UN peacekeeping force in Lebanon urges 'maximum restraint' after Israel, Hezbollah trade cross-border fire
"UNIFIL is following up on the firing across the Blue Line" between Lebanon and Israel, said Andrea Tenenti, spokesman for the UN Interim Force in Lebanon.
UNIFIL chief "Major General Stefano Del Col is in contact with the parties urging the maximum restraint and asked to cease all activities," he told AFP.
Israel said it returned fire on Sunday after anti-tank missiles from Lebanon hit targets inside its territory, raising fears of a serious escalation with Hezbollah after a week of rising tensions.
Hezbollah claimed it destroyed an Israeli military vehicle and killed and wounded those inside, but Israel has not commented in detail.
Lebanon's Prime Minister Saad Hariri urged the United States and France to intervene, contacting US Secretary of State Mike Pompeo and French President Emmanuel Macron's diplomatic adviser to do so.
Tensions have risen in the last week between Israel and its enemy Hezbollah, the Lebanese Shia movement backed by Iran.
Hezbollah chief Hassan Nasrallah said on Saturday the group's response to an alleged Israeli drone attack on the group's Beirut stronghold had been "decided".
The pre-dawn August 25 attack involved two drones - one exploded and caused damage to a Hezbollah-run media centre and another crashed without detonating due to technical failure.

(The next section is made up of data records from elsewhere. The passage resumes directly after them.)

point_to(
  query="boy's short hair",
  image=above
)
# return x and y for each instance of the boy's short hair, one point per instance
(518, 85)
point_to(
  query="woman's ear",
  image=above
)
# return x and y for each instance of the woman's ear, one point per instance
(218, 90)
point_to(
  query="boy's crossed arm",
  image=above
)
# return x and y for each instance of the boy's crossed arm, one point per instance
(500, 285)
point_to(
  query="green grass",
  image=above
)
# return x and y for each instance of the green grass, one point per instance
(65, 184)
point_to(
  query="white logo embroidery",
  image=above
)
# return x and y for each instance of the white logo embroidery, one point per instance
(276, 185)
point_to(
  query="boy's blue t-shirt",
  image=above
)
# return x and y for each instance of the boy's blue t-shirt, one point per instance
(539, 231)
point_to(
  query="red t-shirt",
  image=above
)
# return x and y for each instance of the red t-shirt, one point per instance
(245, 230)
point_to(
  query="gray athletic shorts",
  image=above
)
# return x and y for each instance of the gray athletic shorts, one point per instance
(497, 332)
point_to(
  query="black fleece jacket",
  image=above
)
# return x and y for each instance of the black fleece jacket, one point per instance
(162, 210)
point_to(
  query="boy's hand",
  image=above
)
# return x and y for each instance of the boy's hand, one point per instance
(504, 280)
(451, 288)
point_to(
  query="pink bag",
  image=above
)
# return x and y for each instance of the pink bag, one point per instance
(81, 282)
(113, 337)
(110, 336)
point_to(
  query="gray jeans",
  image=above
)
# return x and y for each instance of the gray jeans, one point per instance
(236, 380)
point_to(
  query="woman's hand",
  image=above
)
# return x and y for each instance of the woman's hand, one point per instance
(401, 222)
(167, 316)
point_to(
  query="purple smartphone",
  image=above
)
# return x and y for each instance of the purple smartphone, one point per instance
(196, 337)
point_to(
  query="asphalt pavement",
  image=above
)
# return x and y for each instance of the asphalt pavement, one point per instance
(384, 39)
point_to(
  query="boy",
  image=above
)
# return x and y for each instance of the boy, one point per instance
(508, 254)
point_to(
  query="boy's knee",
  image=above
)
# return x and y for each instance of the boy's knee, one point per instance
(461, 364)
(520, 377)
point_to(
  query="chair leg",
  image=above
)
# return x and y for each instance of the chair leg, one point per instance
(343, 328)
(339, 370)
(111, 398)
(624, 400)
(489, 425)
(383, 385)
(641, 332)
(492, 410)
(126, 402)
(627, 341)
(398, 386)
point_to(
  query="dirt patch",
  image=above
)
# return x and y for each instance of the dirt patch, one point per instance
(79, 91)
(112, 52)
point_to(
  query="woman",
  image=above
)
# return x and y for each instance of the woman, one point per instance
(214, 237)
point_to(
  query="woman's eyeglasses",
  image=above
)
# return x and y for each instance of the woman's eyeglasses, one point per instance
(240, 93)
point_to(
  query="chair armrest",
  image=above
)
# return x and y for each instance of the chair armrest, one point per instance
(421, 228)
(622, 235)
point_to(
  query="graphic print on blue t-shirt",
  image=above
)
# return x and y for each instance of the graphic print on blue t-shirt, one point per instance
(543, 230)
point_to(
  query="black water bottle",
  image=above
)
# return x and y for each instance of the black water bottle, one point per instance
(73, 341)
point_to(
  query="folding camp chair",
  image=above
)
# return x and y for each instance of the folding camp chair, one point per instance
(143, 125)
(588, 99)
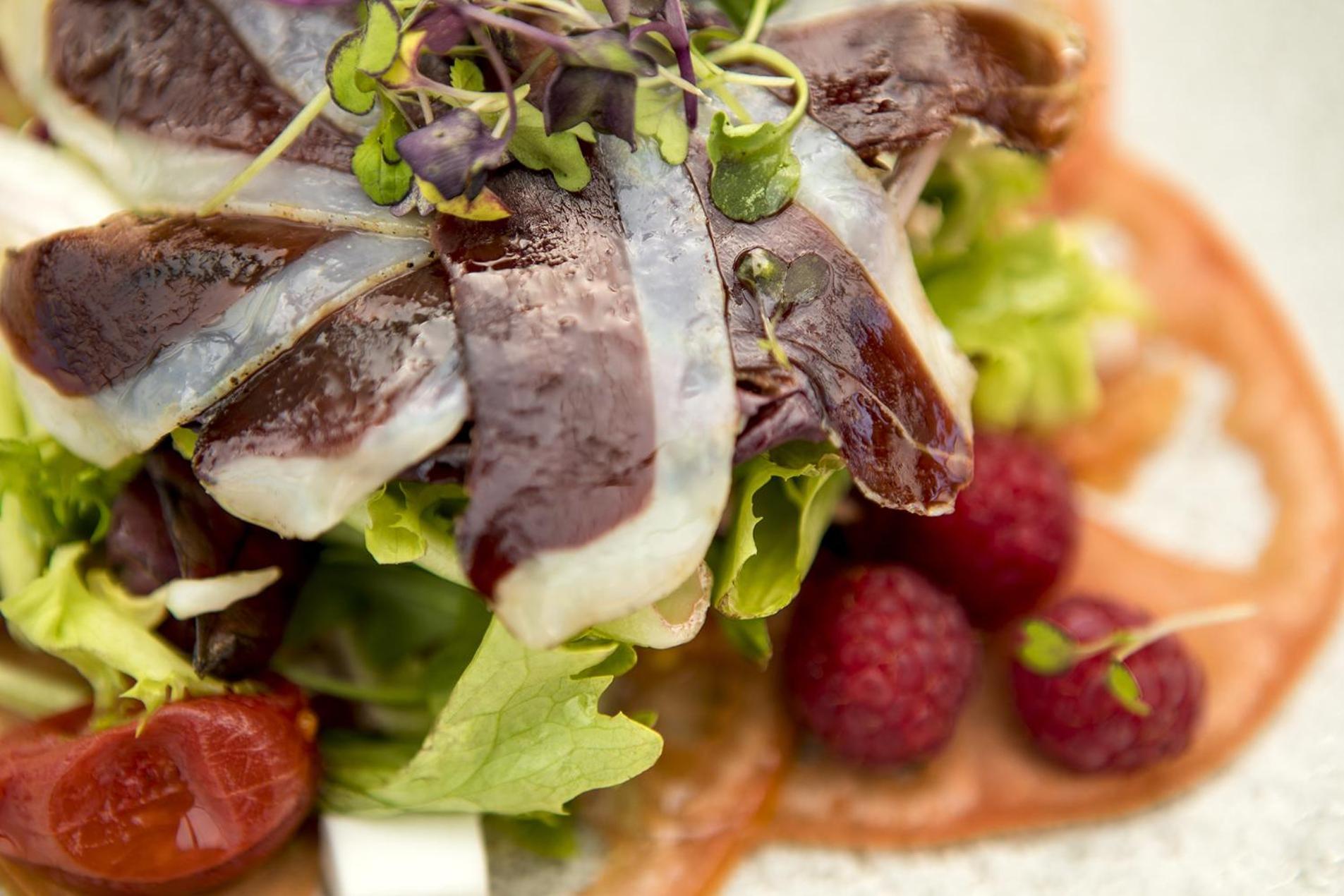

Israel has not claimed responsibility for the incident.
Sunday's escalation comes just ahead of Israel's September 17 election.
Israeli Prime Minister Benjamin Netanyahu is seen as wanting to avoid a major conflict before then due to the political risk involved, but he has also warned Lebanon and Hezbollah to "be careful."
Addressing Nasrallah, Netanyahu told a conference in Jerusalem on Tuesday that "he knows very well that the state of Israel knows how to defend itself well, and to repay its enemies".
He suggested that Nasrallah "calm down".
But while Nasrallah has issued warnings to Israel, Hezbollah's number two Naim Qassem in an interview with Russia Today last week played down talk of a "war atmosphere."
"The atmosphere is an atmosphere of response to an aggression," he said.
A 2006 war between Israel and Hezbollah took the lives of 1,200 Lebanese, mostly civilians, and more than 160 Israelis, mostly soldiers.